Inclusion Criteria: * Provision of signed and dated informed consent form * Stated willingness to comply with all study procedures and availability for the duration of the study * Male or female, ≥18 years of age * Diagnosis of non-small cell lung cancer (NSCLC) with an actionable mutation * Currently prescribed oral tyrosine kinase inhibitors (TKIs). Participants may or may not have started taking the TKI prior to enrollment on this study. Participants who are initiating TKI treatment or are within 4 weeks of initiation of TKI treatment will be eligible for Cohort A. Participants who have been receiving TKIs for 4 or more weeks will be eligible for Cohort B. * Owns a smartphone or tablet * Ability and willingness to download and use a smart device application for the purposes of this study.
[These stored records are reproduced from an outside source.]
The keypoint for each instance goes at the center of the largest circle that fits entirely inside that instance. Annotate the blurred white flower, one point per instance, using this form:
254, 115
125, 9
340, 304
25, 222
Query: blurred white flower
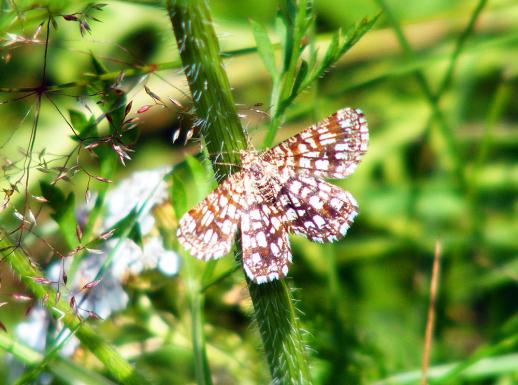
141, 191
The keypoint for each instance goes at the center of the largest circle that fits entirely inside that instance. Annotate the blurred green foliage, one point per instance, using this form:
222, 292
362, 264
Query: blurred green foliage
441, 166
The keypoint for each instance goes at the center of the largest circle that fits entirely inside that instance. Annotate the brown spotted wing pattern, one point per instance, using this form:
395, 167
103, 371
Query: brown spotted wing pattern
278, 192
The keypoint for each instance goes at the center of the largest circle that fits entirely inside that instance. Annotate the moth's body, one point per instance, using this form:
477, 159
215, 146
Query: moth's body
279, 191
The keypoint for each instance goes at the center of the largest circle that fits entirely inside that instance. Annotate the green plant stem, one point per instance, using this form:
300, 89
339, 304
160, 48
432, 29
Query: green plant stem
19, 262
60, 367
275, 312
282, 87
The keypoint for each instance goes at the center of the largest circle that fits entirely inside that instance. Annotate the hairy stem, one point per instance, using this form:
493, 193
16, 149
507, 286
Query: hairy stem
220, 126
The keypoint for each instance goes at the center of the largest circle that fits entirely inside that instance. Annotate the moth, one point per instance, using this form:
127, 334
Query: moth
280, 191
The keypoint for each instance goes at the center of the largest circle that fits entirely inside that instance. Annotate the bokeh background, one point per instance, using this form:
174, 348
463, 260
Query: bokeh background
441, 167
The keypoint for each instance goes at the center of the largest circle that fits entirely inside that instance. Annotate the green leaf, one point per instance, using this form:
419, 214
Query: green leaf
339, 45
179, 195
63, 211
265, 49
301, 75
99, 68
83, 126
202, 180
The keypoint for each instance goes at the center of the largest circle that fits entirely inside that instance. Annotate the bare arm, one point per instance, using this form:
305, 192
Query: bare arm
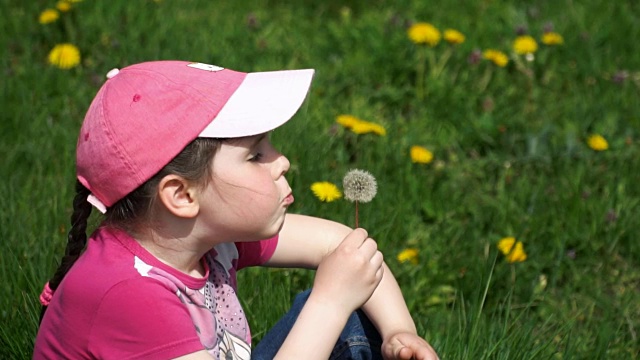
306, 242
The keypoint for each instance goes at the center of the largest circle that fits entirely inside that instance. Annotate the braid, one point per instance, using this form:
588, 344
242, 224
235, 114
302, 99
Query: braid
77, 238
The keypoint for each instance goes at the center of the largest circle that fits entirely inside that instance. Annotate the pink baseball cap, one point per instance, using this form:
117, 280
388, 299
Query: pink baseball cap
145, 114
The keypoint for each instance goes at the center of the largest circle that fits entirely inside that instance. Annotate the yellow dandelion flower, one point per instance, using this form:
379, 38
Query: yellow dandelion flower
48, 16
513, 250
525, 44
597, 142
365, 127
408, 255
497, 57
64, 56
347, 120
552, 38
424, 33
453, 36
360, 126
326, 191
63, 6
506, 244
420, 155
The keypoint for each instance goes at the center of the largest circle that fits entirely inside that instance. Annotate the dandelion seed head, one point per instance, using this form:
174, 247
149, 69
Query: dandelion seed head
359, 185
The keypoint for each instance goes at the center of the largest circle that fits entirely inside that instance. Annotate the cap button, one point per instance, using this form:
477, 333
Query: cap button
112, 73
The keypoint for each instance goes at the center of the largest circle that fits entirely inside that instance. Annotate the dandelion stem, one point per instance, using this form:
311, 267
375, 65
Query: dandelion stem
356, 213
420, 70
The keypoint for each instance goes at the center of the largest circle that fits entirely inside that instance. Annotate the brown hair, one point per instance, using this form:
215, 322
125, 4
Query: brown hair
134, 211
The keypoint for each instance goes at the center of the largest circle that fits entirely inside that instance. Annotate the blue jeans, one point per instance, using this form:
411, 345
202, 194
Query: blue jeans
358, 340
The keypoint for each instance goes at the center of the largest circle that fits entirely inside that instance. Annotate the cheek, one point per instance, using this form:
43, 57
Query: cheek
250, 190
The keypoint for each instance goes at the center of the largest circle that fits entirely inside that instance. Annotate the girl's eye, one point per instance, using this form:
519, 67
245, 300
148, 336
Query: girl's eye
256, 157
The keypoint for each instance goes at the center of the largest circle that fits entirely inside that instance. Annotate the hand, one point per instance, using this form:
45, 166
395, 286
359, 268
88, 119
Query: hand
347, 277
407, 346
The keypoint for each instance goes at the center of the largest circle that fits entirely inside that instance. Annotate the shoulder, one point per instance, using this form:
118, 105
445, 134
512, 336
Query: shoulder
141, 314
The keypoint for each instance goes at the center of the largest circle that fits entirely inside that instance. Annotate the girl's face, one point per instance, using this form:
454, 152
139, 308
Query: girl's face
248, 195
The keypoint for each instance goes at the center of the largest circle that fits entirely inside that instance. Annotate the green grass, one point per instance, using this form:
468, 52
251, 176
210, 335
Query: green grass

Ability and willingness to use a Fitbit watch for the purposes of this study. * Must have the ability to access WiFi or a device with mobile network (3G, 4G, 5G, etc.) connectivity during the course of the study * Must be English speaking Exclusion Criteria: * Any physical or cognitive impairment that would prevent the subject from using the study devices or participate in the study procedures. * Any ongoing clinically significant grade ≥2 adverse events attributed to a previously prescribed TKI that is a different TKI from the one prescribed at enrollment for this study.